On the matter of divisibility, you are essentially proposing that someone with faulty arithmetic can effectively repair the gap by translating arithmetic problems away from the gap (e.g. by realizing that 3 dollars is 300 pennies and doing arithmetic on the pennies). But in order for them to do this consistently they need to know where the gap is, and if they know that, then it’s not a genuine gap. If they realize that their belief that 3+4=6 is faulty, then they don’t really believe it. In contrast, if they don’t realize that their belief that 3+4=6 is faulty, then they won’t consistently translate arithmetic problems away from the gap, and so my task becomes a simple matter of finding areas where they don’t translate problems away from the gap, but instead fall in.
Are you saying that you would not be even a little suspicious and inclined to back off if someone said they’d give you $6.50 in exchange for $3+$3? Not because your belief in arithmetic is shaky, but because your trust that people will give you fifty cents for no obvious reason is nonexistent and there is probably something going on?
I’m not denying that in a thought experiment, agents that are wrong about arithmetic can be money-pumped. I’m skeptical that in reality, human beings that are wrong about arithmetic can be money-pumped on an interesting scale.
Are you saying that you would not be even a little suspicious and inclined to back off if someone said they’d give you $6.50 in exchange for $3+$3? Not because your belief in arithmetic is shaky, but because your trust that people will give you fifty cents for no obvious reason is nonexistent and there is probably something going on?

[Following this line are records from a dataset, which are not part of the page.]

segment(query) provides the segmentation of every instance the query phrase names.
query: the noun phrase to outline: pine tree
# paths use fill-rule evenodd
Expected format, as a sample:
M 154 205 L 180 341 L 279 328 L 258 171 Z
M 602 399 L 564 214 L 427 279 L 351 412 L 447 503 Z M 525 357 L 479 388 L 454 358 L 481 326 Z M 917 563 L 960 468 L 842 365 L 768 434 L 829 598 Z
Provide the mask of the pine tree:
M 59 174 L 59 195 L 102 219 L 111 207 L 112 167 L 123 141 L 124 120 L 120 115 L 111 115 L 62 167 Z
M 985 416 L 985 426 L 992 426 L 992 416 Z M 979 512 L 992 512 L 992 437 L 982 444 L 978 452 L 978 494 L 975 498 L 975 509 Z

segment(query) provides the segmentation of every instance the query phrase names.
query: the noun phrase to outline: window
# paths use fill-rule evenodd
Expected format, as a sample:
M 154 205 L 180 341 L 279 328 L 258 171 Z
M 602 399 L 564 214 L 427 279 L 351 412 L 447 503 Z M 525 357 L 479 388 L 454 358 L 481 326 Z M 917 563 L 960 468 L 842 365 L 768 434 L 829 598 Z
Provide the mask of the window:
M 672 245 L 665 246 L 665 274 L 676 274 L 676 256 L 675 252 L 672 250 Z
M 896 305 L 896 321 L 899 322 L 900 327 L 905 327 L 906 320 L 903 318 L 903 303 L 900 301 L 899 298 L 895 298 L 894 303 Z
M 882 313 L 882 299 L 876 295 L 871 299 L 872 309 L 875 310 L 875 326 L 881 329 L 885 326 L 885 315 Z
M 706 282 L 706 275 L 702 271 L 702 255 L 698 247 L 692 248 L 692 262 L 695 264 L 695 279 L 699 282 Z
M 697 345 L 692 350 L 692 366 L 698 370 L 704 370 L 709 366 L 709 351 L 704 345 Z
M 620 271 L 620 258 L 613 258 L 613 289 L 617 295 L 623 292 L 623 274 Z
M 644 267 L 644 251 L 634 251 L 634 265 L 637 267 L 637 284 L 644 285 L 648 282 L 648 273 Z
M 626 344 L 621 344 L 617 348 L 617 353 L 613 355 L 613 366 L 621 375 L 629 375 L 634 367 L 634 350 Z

In my hypothetical, we can suppose that they are perfectly aware of the existence of the other group. That is, the people who think that 3+4=7 are aware of the people who think that 3+4=6, and vice versa. This will provide them with all the explanation they need for the offer. They will think, “this person is one of those people who think that 3+4=7”, and that will explain to them the deal. They will see that the others are trying to profit off them, but they will believe that the attempt will fail, because after all, 3+4=6.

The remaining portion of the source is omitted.